Healthy people should apply moisturiser on their skin to improve its barrier function. Using moisturiser regularly - at least twice a day, once in the morning and once in the evening - can prevent skin from drying and reduce itch, Dr Chiam said.
Avoid using harsh soap, which can further damage the skin barrier.
Those with eczema and psoriasis, whose skin barriers are weakened, are more susceptible to the haze and their skin conditions may flare up, causing rashes and itch, she added.
So they need to cover areas of broken skin to protect it from the dirt and toxins in the air, Dr Chiam said.
They also have to avoid contact with hot water and scratching their skin, she added.
People with broken skin and wounds need to see a doctor to get cream to prevent infection, she said.
Others with a red, itchy rash that is not alleviated with moisturiser also need medical attention.
Eat well to stay healthy
Eat well to stay healthy
Doctors advised people to stay indoors as much as possible and keep the doors and windows closed. They should switch on the air-conditioner or use air purifiers to filter the air.

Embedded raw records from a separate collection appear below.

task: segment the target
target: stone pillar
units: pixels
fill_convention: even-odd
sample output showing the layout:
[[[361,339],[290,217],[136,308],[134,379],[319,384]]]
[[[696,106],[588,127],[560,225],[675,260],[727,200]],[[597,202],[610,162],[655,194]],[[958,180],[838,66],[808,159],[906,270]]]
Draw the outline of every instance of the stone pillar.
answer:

The Ministry of Health recommends that people avoid vigorous outdoor activity once the PSI crosses 200. During exercise, a person inhales faster and harder and, hence, may breathe in more harmful haze particles.

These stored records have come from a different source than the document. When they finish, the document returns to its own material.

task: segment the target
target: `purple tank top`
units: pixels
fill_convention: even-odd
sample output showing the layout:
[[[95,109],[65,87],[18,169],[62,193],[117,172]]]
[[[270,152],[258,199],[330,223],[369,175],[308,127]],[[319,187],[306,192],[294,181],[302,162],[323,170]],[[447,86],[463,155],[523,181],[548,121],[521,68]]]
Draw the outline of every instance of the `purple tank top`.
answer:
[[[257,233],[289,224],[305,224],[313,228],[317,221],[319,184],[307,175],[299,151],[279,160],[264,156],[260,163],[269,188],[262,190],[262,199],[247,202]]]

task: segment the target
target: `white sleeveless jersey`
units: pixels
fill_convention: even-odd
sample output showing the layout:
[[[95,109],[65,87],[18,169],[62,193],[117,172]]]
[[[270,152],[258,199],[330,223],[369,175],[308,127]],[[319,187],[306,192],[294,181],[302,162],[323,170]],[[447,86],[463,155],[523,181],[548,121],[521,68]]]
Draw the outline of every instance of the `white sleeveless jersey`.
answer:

The National Environment Agency said healthy people need to wear masks only if the PSI goes beyond 200 and they cannot avoid prolonged and strenuous outdoor activities.
People can also keep up their immunity by consuming the necessary nutrients. These include vitamins A, B, C, D and E, minerals such as zinc, selenium, iron and copper, and omega-3 fatty acid, which has an anti-inflammatory effect, said MrDerrick Ong, dietitian and director of Eat Right Nutrition Consultancy.

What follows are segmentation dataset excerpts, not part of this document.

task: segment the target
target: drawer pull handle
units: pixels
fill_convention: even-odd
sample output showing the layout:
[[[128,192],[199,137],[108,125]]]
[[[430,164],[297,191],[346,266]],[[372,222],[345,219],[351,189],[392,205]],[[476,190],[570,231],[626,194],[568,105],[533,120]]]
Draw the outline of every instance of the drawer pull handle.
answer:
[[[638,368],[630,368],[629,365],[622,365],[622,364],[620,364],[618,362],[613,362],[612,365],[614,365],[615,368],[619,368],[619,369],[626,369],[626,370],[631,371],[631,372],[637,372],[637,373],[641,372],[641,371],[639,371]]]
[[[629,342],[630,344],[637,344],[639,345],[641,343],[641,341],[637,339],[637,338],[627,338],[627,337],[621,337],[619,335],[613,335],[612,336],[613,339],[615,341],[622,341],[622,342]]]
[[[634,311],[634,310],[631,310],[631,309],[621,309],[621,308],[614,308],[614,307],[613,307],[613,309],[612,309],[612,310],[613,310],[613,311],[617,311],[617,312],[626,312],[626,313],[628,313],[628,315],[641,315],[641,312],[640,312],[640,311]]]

Whole grains are rich in vitamin B, while fruit and vegetables are full of folate (vitamin B9) and vitamin C. Nuts, seeds and legumes are good sources of vitamin E and selenium.
Meat, fish and seafood contain zinc and omega-3 fatty acid.
Mr Ong said: "No single type of food can boost the immunity, particularly against respiratory illnesses. But there is some evidence to suggest that cod liver oil, a significant source of vitamins A and D and omega-3 fatty acid, may reduce the incidence of respiratory tract infections among children."
The general rule of thumb is to have a balanced diet, plenty of fluids and sufficient sleep, he added.
How to wear the N95
Here is a step-by-step guide to wearing an N95 mask correctly.
1. Wash your hands before putting on the mask.
2. Select an N95 mask of a suitable size.
3. Position the mask under the chin with the nose clip facing up. Place the mask firmly over the nose and mouth with a cupped hand.
4. Stretch and position the bottom strap at the back of the neck below the ears. Position the top strap at the back of the head above the ears.
5. With the fingertips of both hands, gently press the top of the nose clip and mould it to the shape of your nose. Do not pinch the nose clip.
6. Perform a fit check by inhaling and exhaling. During exhalation, check for air leakage around the face. If there is leakage, re-adjust the mask.